Department of Neurosurgery, University Hospitals Leuven, Herestraat 49, 3000, Leuven, Belgium.
Eur Spine J. 2021 Oct;30(10):2800-2824. doi: 10.1007/s00586-021-06954-6. Epub 2021 Aug 16.
To review the evidence on the relative prognostic performance of the available prognostic scores for survival in spinal metastatic surgery in order to provide a recommendation for use in clinical practice.
A systematic review of comparative external validation studies assessing the performance of prognostic scores for survival in independent cohorts was performed according to the Preferred Reporting Items for Systematic Reviews and Meta-Analyses (PRISMA) 2020 guidelines. Eligible studies were identified through Medline and Embase until May 2021. Studies were included when they compared at least four survival scoring systems in surgical or mixed cohorts across all primary tumor types. Predictive performance was assessed based on discrimination and calibration for 3-month, 1-year and overall survival, and generalizability was assessed based on the characteristics of the development cohort and external validation cohorts. Risk of bias and concern regarding applicability were assessed based on the 'Prediction model study Risk Of Bias Assessment Tool' (PROBAST).

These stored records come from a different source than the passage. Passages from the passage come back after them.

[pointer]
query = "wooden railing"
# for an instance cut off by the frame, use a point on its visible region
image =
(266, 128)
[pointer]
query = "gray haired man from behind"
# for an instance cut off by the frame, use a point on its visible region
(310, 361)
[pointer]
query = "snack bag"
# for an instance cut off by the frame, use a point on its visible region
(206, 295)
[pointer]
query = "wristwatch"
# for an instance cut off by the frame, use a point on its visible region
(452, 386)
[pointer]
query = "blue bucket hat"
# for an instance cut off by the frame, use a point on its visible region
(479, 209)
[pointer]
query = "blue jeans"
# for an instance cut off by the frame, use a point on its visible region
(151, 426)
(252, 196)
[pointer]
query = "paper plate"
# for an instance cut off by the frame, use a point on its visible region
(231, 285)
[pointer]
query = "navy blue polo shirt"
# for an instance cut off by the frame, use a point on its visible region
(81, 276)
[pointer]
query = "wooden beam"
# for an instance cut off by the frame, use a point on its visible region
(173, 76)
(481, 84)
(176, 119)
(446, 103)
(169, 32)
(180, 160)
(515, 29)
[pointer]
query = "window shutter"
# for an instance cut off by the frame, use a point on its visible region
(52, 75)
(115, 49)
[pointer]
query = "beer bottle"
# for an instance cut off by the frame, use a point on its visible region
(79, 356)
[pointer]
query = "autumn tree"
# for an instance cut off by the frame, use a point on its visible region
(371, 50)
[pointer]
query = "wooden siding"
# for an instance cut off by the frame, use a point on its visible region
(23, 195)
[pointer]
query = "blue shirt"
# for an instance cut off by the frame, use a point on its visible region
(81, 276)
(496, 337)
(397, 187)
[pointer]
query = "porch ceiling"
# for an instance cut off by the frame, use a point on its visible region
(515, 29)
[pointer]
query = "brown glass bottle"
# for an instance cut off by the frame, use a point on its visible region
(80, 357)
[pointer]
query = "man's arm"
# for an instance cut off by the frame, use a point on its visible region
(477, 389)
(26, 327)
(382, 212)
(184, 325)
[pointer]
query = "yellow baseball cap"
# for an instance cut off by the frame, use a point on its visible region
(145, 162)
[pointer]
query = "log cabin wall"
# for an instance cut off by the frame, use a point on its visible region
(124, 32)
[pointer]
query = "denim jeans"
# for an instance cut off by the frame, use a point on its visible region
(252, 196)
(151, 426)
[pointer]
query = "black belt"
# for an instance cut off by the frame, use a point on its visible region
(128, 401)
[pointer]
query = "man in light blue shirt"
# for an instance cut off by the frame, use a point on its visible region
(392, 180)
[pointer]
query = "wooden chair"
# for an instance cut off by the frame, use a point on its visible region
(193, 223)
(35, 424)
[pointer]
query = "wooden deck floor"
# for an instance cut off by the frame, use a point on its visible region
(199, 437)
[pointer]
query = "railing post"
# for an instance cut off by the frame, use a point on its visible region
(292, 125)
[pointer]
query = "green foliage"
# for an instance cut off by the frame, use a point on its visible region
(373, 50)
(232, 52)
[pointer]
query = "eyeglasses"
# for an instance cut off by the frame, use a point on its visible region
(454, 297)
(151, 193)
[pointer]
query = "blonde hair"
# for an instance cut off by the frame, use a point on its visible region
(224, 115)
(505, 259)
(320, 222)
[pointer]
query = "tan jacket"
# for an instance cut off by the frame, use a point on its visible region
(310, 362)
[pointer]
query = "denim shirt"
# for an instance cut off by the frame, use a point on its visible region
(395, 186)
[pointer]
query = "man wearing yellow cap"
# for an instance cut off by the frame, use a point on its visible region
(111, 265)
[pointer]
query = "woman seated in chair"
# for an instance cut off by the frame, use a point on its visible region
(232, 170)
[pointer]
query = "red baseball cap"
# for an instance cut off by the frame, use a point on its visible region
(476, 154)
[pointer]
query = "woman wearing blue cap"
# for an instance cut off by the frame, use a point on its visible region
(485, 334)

Twelve studies fulfilled the inclusion criteria and covered 17 scoring systems across 5.130 patients. Several scores suffer from suboptimal development and validation. The SORG Nomogram, developed in a large surgical cohort, showed good discrimination on 3-month and 1-year survival, good calibration and was superior in direct comparison with low risk of bias and low concern regarding applicability. Machine learning algorithms are promising as they perform equally well in direct comparison. Tokuhashi, Tomita and other traditional risk scores showed suboptimal performance.
The SORG Nomogram and machine learning algorithms outline superior performance in survival prediction for surgery in spinal metastases. Further improvement by comparative validation in large multicenter, prospective cohorts can still be obtained. Given the heterogeneity of spinal metastases, superior methodology of development and validation is key in improving future machine learning systems.
回顾现有用于预测脊柱转移瘤手术患者生存预后的评分系统的相对预后性能的证据,以便为临床实践提供使用建议。
根据 2020 年系统评价和荟萃分析报告的首选报告项目(PRISMA)指南,对评估独立队列中生存评分系统性能的比较外部验证研究进行系统综述。通过 Medline 和 Embase 检索,直至 2021 年 5 月,确定符合条件的研究。当研究比较了所有原发性肿瘤类型的手术或混合队列中至少四种生存评分系统时,将其纳入研究。基于 3 个月、1 年和总生存率的判别和校准评估预测性能,基于开发队列和外部验证队列的特征评估可推广性。基于“预测模型研究风险偏倚评估工具”(PROBAST)评估风险偏倚和适用性问题。
符合纳入标准的研究共有 12 项,涵盖了 5130 例患者的 17 个评分系统。有几个评分系统的开发和验证存在不足。在一个大型手术队列中开发的 SORG 列线图在 3 个月和 1 年生存率方面具有较好的判别能力,校准良好,在直接比较中优于低风险偏倚和低适用性问题。机器学习算法具有良好的性能,在直接比较中表现相当。Tokuhashi、Tomita 和其他传统风险评分的表现欠佳。
SORG 列线图和机器学习算法在脊柱转移瘤手术患者的生存预测方面表现出优越的性能。通过在大型多中心前瞻性队列中进行比较验证,仍可以进一步提高。鉴于脊柱转移瘤的异质性,开发和验证方法的改进是提高未来机器学习系统性能的关键。